– Хотите, господин корнет, я донесу вас до вашего дома? Я достаточно силен. Но сначала позвольте снять с вас мундир: я перевяжу вашу рану.
Люсьен ничего не ответил. Менюэль в одно мгновение снял с него мундир, разорвал на нем сорочку, сделал из одного рукава повязку, наложил ее на рану и изо всех сил стянул руку носовым платком; сбегав в ближайший кабачок, он вернулся оттуда со стаканом водки и смочил ею повязку. Остаток водки он дал выпить Люсьену.
– Побудьте здесь, – сказал ему Люсьен.
Минуту спустя ему удалось выговорить:
– Все это тайна. Пойдите ко мне, велите заложить коляску, садитесь в нее и приезжайте за мной. Вы мне окажете услугу, если никто на свете не узнает об этом маленьком происшествии, особенно полковник.

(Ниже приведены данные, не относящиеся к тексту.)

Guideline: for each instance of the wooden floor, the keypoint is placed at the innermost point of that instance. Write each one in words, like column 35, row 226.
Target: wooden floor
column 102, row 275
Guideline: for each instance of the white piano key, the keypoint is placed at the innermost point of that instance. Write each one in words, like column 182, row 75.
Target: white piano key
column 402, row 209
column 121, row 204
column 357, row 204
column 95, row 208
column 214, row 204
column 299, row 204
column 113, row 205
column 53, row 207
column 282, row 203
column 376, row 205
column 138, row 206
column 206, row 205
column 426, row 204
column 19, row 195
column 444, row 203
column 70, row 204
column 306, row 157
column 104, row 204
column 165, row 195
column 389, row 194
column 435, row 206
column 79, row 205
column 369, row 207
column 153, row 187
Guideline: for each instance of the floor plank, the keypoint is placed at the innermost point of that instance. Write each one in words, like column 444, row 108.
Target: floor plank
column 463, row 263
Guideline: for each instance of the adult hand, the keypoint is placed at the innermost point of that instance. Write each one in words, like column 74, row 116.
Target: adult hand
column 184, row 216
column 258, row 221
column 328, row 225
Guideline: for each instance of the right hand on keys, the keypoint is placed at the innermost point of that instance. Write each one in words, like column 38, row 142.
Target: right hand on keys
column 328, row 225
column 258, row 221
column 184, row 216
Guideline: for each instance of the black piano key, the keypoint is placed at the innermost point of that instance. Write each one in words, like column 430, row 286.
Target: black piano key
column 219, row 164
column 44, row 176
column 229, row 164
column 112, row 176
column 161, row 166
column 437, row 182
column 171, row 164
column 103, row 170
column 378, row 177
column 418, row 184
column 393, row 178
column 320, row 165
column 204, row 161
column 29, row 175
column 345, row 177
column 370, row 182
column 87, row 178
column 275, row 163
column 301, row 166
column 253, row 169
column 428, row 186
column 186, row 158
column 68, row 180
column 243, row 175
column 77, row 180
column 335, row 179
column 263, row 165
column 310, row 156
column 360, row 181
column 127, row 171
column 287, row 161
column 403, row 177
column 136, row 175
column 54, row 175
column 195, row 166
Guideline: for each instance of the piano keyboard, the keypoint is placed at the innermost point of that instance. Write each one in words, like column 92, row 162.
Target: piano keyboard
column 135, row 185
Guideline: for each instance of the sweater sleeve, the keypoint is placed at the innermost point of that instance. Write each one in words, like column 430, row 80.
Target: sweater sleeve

«Милорд, в конце концов, неглуп, – решил Менюэль, направляясь за коляской. Улан испытывал прилив гордости. – Сейчас я буду давать распоряжения этим щеголям-лакеям, у которых такие богатые ливреи».
Менюэль раньше презирал Люсьена; он нашел его раненым и мужественно переносящим случившееся; теперь он восхищался им так же пылко и глубоко, как презирал его четверть часа назад.
Глава восьмая
Очутившись в коляске, Менюэль, вместо того чтобы перейти на соболезнующий тон, стал сыпать шутками, смешная сторона которых заключалась не столько в их смысле, сколько в том, как он все это говорил.
– Прошу вас, мой друг, дать мне честное слово, что вы никому не расскажете о том, чему были свидетелем.
– Заверяю вас чем угодно; но самое лучшее, спросите-ка самого себя, сударь, захочу ли я прогневить любимчика подполковника Филото?
Менюэль отправился за полковым хирургом; его не удалось разыскать; Менюэль остался при раненом, который нисколько не страдал. Люсьен был поражен природным умом Менюэля, забулдыги и неудачника, весело относившегося ко всем превратностям судьбы и поселившегося у нашего героя. Доведенный до отчаяния скукой, окруженный чопорными людьми и еще не научившийся ценить характер простого солдата, Люсьен, вместо того чтобы предаваться мрачным мыслям, охотно слушал бесконечные рассказы Менюэля.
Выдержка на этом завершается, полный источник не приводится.